Cotton read law at De Montfort University in Leicester before joining the Bar Vocational Course at BPP in the first year that institution ran the programme, which has subsequently morphed into the Bar Professional Training Course.

She was called in 1999 and joined Sheffield’s Bankhouse Chambers as a pupil — under pupil master Peter Kelson QC, who became a full-time Crown Court judge in 2010.

Cotton stayed with those chambers for her entire career at the bar, where she both prosecuted and defended criminal cases.

“I specialised in crime because I liked the courtroom drama,” she says. “And I enjoyed interacting with the clients, the jury and the entire courtroom atmosphere.”
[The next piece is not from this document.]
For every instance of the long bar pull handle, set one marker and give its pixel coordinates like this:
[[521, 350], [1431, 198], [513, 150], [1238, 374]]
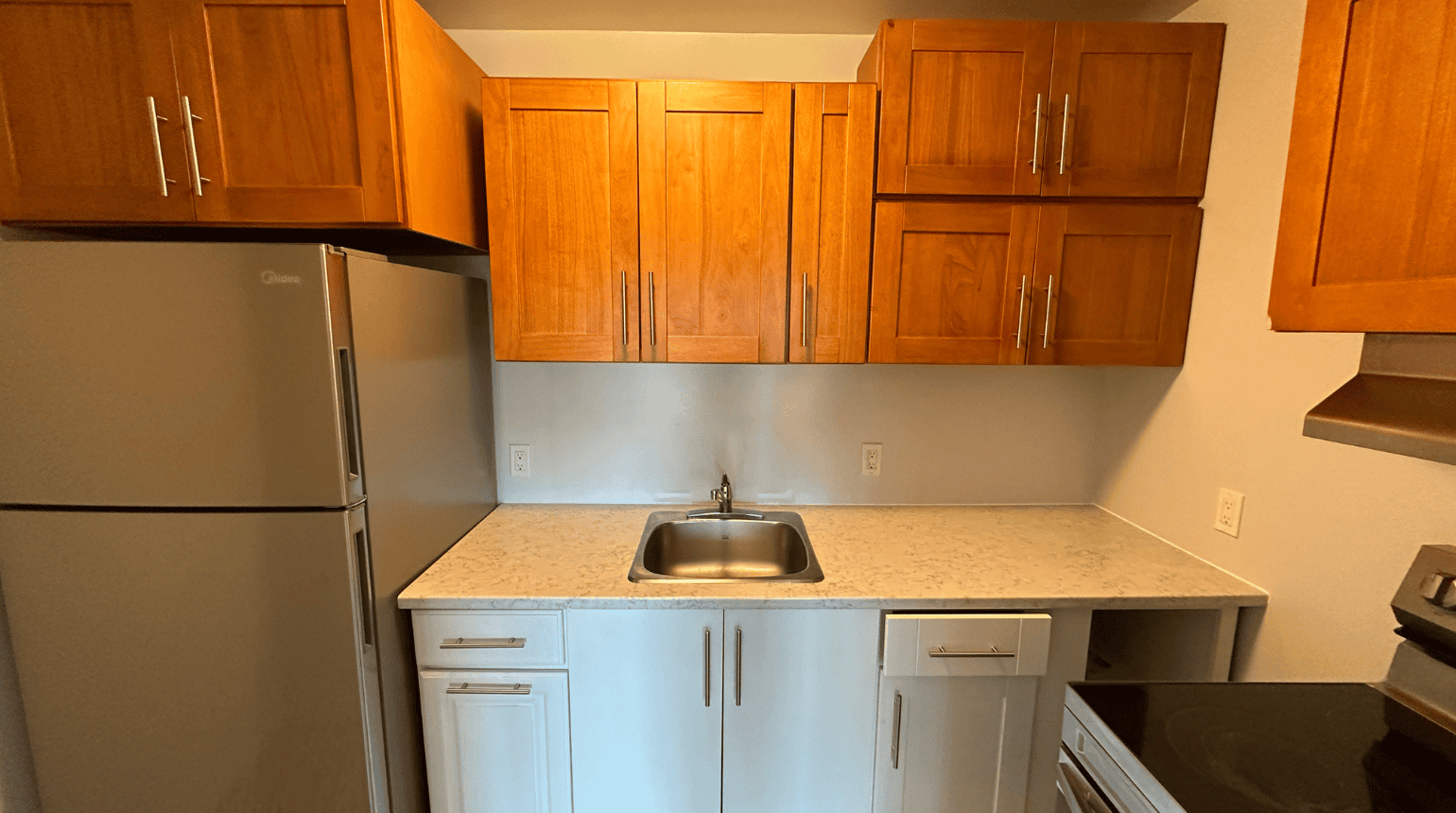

So why did she bail out of a bar career in favour of smacking coffee scoops against a steamy espresso machine?

“I didn’t feel too disheartened about the legal aid cuts,” explains Cotton. “Instead, as I was 38, I realised I didn’t want to be at the bar for the rest of my working life — at least another 20 years if not more.”

“I wanted to be a businesswoman and to do something for myself that I was absolutely passionate about. I’m passionate about coffee, cakes and bicycles — and I still get to interact with the public.”

The coffee shop in Retford, a Nottinghamshire market town, is cycling themed and also offers customers indoor bike storage. Cotton employs six staff, and cycles to work most days herself — “weather permitting”.

Despite adamantly maintaining that justice secretary Chris Grayling and his legal aid budget axe did not drive her to the velo cafe, Cotton acknowledges that times are increasingly tough at her former end of legal practice.

“Clearly, practising at the criminal bar is getting more and more difficult,” she says. “And it is an awful shame to see incredibly intelligent and capable former colleagues forced to reconsider futures in the legal profession — as many of them are. So many quality advocates are now being forced to consider their options.”

Ultimately, however, Cotton derives satisfaction from the incredulity her career move triggers in some.

“I get a kick out the reaction people have — especially lawyers — when they learn I’ve traded in a career at the bar for owning a cafe. It is a sort of shock and horror.”